One of the fundraising challenges is getting funds that will meet the foundation criteria for the commission to receive them as a grant. All the monies go into a Colorado general fund, and they’re not refundable. The state would keep that money even if the commission were to fail to meet the statutory goal of $1.7 million and the project never commences.
While the fundraising concern is ever present with the commission, it is meanwhile ironing out aspects of the office’s function so that if and when it reaches the goal amount, it can soon commence the pilot program. For example, it has been developing the job description for the office’s director as well as discussing how much the position will pay, Caton said.

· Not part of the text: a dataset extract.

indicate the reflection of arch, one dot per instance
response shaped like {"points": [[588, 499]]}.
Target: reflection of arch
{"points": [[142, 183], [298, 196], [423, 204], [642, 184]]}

The office must submit a report on the pilot project’s costs, benefits and feasibility to the state legislature by 2021. That deadline won’t budge even as the commission is still trying to put together the money to get the program up and running. Still, Chayet said he isn’t worried that the office will lack the time or ability to install a robust pilot project and gather the necessary data.
“I don’t have that concern because I know we can do that part,” he said, adding that the commission has plenty of guidance from the statute as well as from the previous reports and recommendations on how the office should function. “We know it will be a great success. We just have to get the money.”
The commission’s meetings are open to the public and its minutes and documentation are posted on the Judicial Department’s website.